Benton Harbor school officials to send new 4-year plan to governor

Jennifer Chambers
The Detroit News

School officials in Benton Harbor on Tuesday approved a new four-year plan, which they expect to present to the Governor's Office this week for consideration.

Details on the proposal were not immediately available, but members of the Benton Harbor Area Schools board of education voted on the plan at a special meeting Tuesday night, according to Joseph Taylor, vice president of the school board.

Interim superintendent Patricia Robinson addresses parents, community members, and district staff as board members look on during a Parent and Community Forum for Benton Harbor Area Schools on July 18. People could ask questions, enroll their child for school, and get updates.

The four-year plan includes the district and its students meeting guidelines and benchmarks at 24 months and 48 months, Taylor said. Taylor would not provide a copy of the plan.

The Benton Harbor school board has twice rejected plans by Gov. Gretchen Whitmer and her office, including a more recent plan that would have increased teacher compensation and installed measures to boost student proficiency. Whitmer has traveled to the city twice in five weeks to meet with school board members.

Whitmer caused an uproar in May when she sent the Benton Harbor school board a proposal to close its high schools in 2020 and send those students to predominantly white districts.

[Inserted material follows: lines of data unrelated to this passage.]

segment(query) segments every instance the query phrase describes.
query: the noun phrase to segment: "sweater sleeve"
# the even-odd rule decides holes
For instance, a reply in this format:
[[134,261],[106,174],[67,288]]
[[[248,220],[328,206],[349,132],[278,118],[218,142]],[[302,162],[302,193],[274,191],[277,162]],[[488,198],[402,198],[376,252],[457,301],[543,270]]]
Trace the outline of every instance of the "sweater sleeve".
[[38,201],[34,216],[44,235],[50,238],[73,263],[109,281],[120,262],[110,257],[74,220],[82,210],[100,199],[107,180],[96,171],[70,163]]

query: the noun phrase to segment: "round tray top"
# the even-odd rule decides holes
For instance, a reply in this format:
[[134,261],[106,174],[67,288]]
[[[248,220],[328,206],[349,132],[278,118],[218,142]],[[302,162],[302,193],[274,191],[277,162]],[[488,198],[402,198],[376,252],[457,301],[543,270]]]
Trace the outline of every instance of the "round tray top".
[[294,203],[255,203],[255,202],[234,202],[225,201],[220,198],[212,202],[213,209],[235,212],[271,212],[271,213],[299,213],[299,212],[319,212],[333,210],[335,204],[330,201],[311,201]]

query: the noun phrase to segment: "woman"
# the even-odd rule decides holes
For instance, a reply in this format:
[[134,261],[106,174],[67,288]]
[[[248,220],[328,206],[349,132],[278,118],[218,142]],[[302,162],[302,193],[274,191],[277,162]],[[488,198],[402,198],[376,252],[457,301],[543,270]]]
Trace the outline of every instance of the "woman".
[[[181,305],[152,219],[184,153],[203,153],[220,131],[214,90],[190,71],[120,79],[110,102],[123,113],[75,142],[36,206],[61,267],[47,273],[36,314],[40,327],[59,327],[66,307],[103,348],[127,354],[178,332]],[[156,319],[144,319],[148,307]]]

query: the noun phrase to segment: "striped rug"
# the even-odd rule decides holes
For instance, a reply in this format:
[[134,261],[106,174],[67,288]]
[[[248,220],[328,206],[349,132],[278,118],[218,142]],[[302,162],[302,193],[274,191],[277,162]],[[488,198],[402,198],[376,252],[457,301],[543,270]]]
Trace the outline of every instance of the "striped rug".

In June, her representatives were booed at a school board meeting at Benton Harbor high school when several hundred members of the community rejected Whitmer's plan.

Benton Harbor High School students walk past the front of the high school in Benton Harbor, Mich., Tuesday, June 11, 2019, in preparation of an annual Peace Walk held at the end of the school year.  The Benton Harbor School Board has released a plan aimed at keeping the district's high school open and avoiding a state-threatened shutdown of the struggling district.

Taylor said the district continues to have a cooperative agreement in place with the Michigan Department of Education through 2023, and that no one can come in and break the agreement and close schools.

Whitmer spokeswoman Tiffany Brown on Tuesday said that agreement, which was authorized by the state's School Reform Office, no longer exists. The state eliminated the office as of July 1.

"The district is no longer under an agreement authorized by a law that no longer exists," Brown said.

The district serves about 1,800 mostly black students and has $18.4 million in debt.

The Michigan attorney general has said Whitmer has no legal authority to close Benton Harbor's high schools, but she could deploy a financial review team whose work might result in an emergency manager overseeing the troubled district.